Young Writer's Competition winners

Congratulations to Zoe in Year 11 and Clara in Year 10 for their success in the Wimbledon BookFest Young Writer’s Competition. On the last Friday before half term, with the help of George the Poet, BookFest hosted their prize-giving ceremony, where Zoe was awarded the KS4 runner-up prize and Clara was the joint KS3 winner. BookFest’s Young Writer’s Competition is open to all schools across the Borough of Merton, and with more than 70 schools taking part this is a wonderful achievement for Zoe and Clara. We are very proud to share their winning poems below.

The Feeling of Home by Zoe

“The End.”

A breath of silence,

A moment of exhilaration, expectation-

The storm of the crowd,

Hands clapping in bursts of thunder,

Feet drumming like droplets of rain,

Wolf whistles flashes of lightning,

The darkness of the night, the theatre, lit up by the storm,

By those you love more dearly than life and those you will never meet-

 

The bows, brief, awkwardly enjoyed,

Twice for yourself, your cast,

Once for your tech, your crew,

And once for all of you,

Creators of something never to be experienced again-

 

Every show is different,

Each one a masterpiece of barely avoided disaster,

An artwork of not enough space,

not enough time,

A symphony of swear words backstage,

faltered lines onstage,

invented lines to fill the bars of silence,

But it is your masterpiece,

your artwork,

your symphony,

your chaos,

your triumph-

 

It bubbles in your chest,

All of you drunk on champagne you’ve never tasted,

Overflowing, babbling, every word useless and yet perfect,

To describe that moment,

that expression,

that line-

It is everywhere, this feeling of invulnerability,

As if the very sky is on fire and yet you are untouchable,

Like you are burning but unharmed,

Shot in a dozen places but not yet bleeding,

It is in the discarded costumes in every corner,

In the props left everywhere but where you expect to find them,

In the programme devoured, though it fails to capture this moment’s enormity,

In those you know who came to watch, who come to find you backstage,

In the photos of each other, of hated costumes, of difficult props-

 

A futile attempt to catch the uncatchable,

A feeling felt by so few, for such a short time,

Lost in your blankets and dreams,

Replaced by the slump of finality the next morning.

 

You can never catch that feeling in the same way again,

You can never perform that show the same way again,

You can never know your lines,

your cues,

your props,

your costume changes, the same way again,

You can never know this cast the same way again-

 

But you try.

 

It is in every new show you perform,

In every song you hum,

In every movement turned into dance,

In every in-cast joke,

In every show you ever see-

 

That insatiability.

That search for something felt but once,

The reason every scriptwriter scribbles,

every dancer learns their movements,

every crew member learns their cues,

every actor learns their lines-

 

To us?

 

To put on a show,

To find that feeling?

 

That feeling is what it means to be home.

 

A voice made of stardust by Clara

 

I have sat down to dinner with the moon

And kissed red hot flames,

I have sprinkled sugar on stars before eating them

And held hands with the ocean as we danced,

But this.

This is the first time I have ever understood what they mean when they talk about ‘home’.

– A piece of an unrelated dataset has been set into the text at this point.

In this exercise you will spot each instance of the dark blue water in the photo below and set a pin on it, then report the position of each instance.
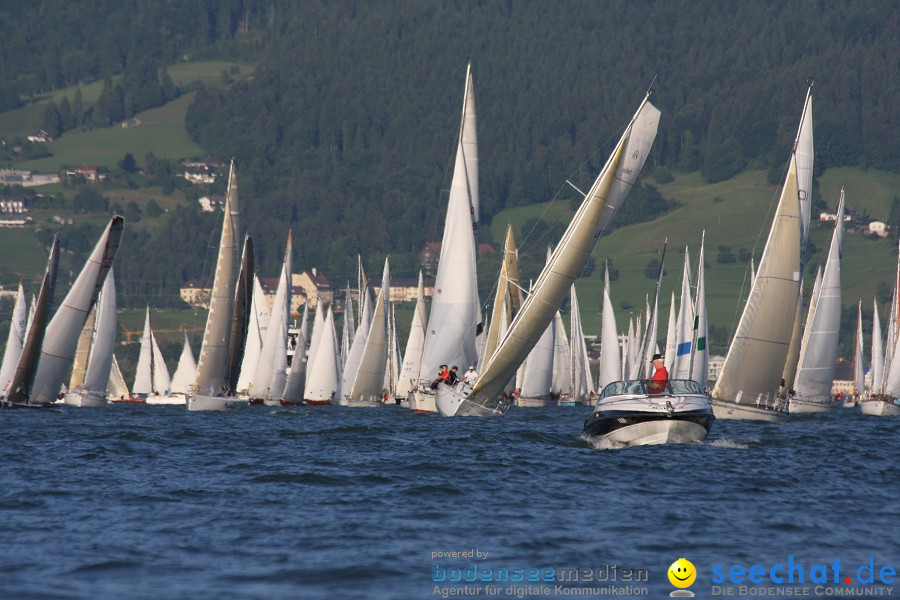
(156, 502)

I tell her this and she laughs, kisses me.

God.

I love it when she kisses me.

 

Her eyes are the windows to a house made of memories,

Her freckles the notes to a melody of stars,

Her hair a silky curtain to be hung in the living room

When guests are round.

Where ever did you get those curtains? they’ll ask

And I’ll smile knowingly

Because they wouldn’t believe it.

When she sings the birds stop to listen

And the whales cry fat, mournful tears

Because somehow she has the ability to tell the world exactly what it is to feel love and joy and pain

In a single song.

She smells of lemons and rain, and hope and beauty and the promise that life can be good and will be good

Because every night I am falling asleep in her arms,

In the arms of a beautiful girl with a voice made of stardust.

 

And I am home.

 

I tell her all of this aswell

And she laughs again;

Kisses me again.

What about me? Am I your home? I ask.

The stars are my home, she replies.

Because whenever I look up at them I am reminded that somehow,

Somewhere,

You are looking up at them too.

I laugh, nestle against her.

As long as we’re under the same night sky, I’ll be okay, I whisper.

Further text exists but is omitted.